The Florida Building Code (Section 553.73, F.S.) replaced Florida's patchwork of codes and regulations that were developed, amended, administered and enforced by more than 400 local jurisdictions and state agencies with building code regulation responsibilities. The current Code is a single statewide code based on national model codes and consensus standards, amended for Florida specific needs for the design and construction of buildings. The Code is designed to make the local building process more efficient, increase accountability, bring new and safer products to the market, increase consumer confidence, and better protect the residents of this natural-disaster prone state.

For more information on the Florida Building Codes and Standards, visit here.

Division of Drugs, Devices and Cosmetics

The Division of Drugs, Devices and Cosmetics was transferred to the Department of Business and Professional Regulation on October 1, 2011. Prior to that, the Division was housed under the Department of Health.

The Division of Drugs, Devices and Cosmetics safeguards the health, safety, and welfare of the citizens of the state of Florida from injury due to the use of adulterated, contaminated, misbranded drugs, drug ingredients and cosmetics by administering the provisions of the Florida Drug and Cosmetic Act (Chapter 499, F.S.). The Program carries out its responsibilities through three bureaus: Compliance & Enforcement, Licensing and Legal.

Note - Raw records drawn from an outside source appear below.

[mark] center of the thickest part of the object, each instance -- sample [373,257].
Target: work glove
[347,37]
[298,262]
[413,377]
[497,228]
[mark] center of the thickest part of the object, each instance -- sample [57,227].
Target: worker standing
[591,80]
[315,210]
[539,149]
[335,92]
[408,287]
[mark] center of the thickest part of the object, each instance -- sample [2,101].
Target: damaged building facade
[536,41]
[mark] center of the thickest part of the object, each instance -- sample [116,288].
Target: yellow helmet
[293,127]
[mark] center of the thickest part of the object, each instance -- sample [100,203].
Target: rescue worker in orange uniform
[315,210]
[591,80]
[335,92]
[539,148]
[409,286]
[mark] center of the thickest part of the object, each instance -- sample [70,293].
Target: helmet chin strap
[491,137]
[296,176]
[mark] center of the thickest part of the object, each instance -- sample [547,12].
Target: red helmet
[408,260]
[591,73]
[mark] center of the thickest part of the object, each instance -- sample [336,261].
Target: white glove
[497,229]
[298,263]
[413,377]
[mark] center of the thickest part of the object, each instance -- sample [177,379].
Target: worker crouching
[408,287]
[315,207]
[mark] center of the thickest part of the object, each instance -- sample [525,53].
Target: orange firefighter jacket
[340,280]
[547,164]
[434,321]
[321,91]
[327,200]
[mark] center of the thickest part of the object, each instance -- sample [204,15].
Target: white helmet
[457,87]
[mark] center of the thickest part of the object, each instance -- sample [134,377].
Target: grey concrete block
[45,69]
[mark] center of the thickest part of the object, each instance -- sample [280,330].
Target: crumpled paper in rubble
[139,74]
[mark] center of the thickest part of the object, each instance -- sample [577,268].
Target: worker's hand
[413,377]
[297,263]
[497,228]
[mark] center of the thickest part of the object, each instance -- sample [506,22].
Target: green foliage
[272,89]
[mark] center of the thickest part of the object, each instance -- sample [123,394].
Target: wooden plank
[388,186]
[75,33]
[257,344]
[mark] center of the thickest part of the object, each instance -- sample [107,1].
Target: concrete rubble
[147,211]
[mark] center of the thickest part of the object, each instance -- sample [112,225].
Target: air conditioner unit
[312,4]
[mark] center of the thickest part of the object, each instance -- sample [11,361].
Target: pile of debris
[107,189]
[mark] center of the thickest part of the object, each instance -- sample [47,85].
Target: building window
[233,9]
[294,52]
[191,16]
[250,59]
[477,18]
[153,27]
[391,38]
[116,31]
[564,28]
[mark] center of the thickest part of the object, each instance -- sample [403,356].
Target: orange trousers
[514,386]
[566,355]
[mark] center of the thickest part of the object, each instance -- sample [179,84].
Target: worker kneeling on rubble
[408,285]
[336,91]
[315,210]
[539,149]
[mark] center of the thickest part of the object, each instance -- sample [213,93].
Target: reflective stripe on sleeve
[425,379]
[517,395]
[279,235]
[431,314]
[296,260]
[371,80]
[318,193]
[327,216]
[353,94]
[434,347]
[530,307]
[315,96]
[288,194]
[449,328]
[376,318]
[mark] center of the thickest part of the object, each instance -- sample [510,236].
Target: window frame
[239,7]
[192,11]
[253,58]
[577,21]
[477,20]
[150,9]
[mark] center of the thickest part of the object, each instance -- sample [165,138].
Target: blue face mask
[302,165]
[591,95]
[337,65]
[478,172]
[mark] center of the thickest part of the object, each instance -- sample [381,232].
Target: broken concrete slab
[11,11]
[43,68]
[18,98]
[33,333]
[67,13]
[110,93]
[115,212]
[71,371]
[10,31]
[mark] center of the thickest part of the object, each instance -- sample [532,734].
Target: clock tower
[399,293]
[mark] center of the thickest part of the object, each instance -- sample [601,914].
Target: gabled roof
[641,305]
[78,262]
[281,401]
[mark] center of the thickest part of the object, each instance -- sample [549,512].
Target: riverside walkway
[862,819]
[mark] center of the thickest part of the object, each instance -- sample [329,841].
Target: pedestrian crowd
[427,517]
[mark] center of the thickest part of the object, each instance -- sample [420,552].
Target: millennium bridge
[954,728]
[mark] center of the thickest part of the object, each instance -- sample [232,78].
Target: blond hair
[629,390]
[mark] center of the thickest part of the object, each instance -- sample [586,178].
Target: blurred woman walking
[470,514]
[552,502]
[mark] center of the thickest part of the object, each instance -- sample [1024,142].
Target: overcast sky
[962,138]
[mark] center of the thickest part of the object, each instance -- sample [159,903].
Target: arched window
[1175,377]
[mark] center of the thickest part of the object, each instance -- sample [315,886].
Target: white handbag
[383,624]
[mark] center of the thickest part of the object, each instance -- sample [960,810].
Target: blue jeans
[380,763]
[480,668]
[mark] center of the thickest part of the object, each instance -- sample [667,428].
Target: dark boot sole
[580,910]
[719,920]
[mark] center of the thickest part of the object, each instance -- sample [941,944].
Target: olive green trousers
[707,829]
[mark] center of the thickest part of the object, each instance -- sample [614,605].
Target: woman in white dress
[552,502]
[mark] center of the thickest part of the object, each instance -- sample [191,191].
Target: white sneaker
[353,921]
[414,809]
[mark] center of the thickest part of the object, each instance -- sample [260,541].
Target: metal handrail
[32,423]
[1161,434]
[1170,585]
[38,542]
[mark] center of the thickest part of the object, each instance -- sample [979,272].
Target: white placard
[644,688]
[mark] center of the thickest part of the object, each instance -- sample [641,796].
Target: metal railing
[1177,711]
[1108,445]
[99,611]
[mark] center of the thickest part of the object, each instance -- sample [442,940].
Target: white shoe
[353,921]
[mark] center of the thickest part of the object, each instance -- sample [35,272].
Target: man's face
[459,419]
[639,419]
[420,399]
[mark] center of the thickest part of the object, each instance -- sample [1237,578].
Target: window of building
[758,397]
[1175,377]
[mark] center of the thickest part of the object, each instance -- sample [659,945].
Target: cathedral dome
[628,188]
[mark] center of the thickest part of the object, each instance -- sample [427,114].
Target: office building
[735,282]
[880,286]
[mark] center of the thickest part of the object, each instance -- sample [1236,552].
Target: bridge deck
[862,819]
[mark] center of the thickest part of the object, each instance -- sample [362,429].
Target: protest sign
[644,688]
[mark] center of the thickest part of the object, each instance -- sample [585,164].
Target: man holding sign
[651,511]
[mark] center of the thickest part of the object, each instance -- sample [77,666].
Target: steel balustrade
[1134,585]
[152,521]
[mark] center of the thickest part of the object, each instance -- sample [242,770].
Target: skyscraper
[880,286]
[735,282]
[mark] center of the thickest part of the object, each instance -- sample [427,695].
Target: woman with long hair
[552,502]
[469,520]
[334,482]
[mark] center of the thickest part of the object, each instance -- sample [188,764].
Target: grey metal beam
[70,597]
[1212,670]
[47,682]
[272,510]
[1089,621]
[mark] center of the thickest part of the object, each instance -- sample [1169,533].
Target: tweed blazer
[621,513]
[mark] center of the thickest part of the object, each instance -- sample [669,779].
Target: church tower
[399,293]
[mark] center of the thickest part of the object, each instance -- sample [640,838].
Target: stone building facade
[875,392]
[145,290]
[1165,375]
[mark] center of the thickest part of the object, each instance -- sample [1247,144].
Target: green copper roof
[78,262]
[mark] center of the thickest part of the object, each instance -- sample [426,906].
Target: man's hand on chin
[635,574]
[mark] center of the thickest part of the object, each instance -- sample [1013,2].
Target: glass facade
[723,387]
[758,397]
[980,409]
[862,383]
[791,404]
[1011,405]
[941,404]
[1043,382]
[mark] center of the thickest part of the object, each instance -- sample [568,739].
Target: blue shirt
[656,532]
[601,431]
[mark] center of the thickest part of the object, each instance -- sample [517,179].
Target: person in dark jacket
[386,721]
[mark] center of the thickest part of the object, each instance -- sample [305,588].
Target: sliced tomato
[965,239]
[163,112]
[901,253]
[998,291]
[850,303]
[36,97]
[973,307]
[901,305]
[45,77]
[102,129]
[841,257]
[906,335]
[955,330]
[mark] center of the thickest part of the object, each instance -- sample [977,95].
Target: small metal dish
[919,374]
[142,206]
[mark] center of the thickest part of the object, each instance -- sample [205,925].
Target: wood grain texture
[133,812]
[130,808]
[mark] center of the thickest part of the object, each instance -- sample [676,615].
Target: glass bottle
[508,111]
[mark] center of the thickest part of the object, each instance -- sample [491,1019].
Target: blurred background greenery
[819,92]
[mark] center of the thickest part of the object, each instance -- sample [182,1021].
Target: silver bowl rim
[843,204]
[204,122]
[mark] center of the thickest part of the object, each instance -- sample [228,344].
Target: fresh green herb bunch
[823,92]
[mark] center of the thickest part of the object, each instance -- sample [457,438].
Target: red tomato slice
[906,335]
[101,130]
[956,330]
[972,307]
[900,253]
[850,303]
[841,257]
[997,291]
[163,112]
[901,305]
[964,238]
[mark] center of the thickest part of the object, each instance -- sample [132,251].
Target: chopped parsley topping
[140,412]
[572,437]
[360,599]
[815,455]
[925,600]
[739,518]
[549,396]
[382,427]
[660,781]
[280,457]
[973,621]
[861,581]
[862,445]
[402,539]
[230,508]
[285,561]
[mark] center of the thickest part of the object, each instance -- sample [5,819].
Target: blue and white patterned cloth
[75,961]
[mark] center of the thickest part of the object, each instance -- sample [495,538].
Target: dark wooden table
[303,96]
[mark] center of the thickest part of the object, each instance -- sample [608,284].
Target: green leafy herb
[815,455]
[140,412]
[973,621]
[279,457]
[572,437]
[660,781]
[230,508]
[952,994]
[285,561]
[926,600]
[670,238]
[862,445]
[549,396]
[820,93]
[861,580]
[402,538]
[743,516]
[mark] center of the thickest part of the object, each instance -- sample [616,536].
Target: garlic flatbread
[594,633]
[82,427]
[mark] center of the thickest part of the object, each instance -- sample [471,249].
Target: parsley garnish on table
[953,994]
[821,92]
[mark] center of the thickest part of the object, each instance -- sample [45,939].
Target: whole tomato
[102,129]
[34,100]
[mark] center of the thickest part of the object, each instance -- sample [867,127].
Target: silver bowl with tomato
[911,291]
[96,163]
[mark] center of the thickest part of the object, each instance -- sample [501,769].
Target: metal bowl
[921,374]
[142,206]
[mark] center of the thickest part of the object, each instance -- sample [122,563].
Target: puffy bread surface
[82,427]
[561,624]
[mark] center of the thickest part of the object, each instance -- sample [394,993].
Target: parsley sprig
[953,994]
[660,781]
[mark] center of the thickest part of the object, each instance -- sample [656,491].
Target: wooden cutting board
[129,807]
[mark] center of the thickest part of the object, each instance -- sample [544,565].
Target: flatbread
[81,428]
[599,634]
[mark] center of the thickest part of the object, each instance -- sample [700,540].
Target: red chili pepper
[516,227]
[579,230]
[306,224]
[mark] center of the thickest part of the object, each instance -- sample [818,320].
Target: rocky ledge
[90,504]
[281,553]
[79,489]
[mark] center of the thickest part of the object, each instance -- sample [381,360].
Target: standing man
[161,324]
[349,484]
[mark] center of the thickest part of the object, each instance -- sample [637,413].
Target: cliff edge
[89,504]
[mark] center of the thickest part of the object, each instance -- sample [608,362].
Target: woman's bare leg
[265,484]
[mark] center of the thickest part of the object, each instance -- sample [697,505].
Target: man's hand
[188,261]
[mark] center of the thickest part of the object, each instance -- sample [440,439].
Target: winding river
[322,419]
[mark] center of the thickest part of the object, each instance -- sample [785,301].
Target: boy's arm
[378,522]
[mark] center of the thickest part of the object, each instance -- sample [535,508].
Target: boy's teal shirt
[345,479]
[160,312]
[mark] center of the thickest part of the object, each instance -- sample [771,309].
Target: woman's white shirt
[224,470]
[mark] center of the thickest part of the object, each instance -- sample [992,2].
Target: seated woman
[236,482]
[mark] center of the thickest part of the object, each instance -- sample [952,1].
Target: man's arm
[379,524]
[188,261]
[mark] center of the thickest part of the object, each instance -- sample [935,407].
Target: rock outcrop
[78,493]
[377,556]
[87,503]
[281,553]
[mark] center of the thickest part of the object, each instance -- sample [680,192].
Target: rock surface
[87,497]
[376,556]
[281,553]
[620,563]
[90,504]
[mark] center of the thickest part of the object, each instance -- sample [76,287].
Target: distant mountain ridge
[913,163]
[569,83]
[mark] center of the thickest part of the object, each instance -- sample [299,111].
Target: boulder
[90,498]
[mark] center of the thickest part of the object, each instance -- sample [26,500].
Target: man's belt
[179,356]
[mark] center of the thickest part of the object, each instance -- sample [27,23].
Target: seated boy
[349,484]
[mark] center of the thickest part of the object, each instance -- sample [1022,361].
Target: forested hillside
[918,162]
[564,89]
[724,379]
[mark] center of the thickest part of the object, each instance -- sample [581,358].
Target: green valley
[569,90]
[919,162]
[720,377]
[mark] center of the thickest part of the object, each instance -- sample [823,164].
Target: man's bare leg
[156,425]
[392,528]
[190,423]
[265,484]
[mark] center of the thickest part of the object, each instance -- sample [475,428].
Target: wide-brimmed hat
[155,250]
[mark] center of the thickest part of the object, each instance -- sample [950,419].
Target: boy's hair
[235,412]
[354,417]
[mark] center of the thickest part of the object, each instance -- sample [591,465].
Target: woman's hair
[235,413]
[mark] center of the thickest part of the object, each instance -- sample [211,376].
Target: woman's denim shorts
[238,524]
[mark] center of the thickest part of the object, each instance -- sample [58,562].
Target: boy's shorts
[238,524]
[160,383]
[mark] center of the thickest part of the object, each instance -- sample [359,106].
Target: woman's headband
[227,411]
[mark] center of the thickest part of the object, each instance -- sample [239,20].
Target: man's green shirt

The Division administratively supports the Cancer Drug Donation Program (CDDP). The CDDP was created during the 2006 Legislative Session with the passage of House Bill 371, which was sponsored by Representative Gayle Harrell. The purpose of the CDDP is to provide access to the drugs and supplies used to treat cancer to patients who are uninsured and do not qualify for Medicare, third-party insurance or any other state or federal programs. Section 499.029, F.S., authorizes the donation of cancer drugs and supplies by any person or entity to a participant facility for re-dispensing to an eligible recipient.

For more information on the Division of Drugs, Devices and Cosmetics, visit here.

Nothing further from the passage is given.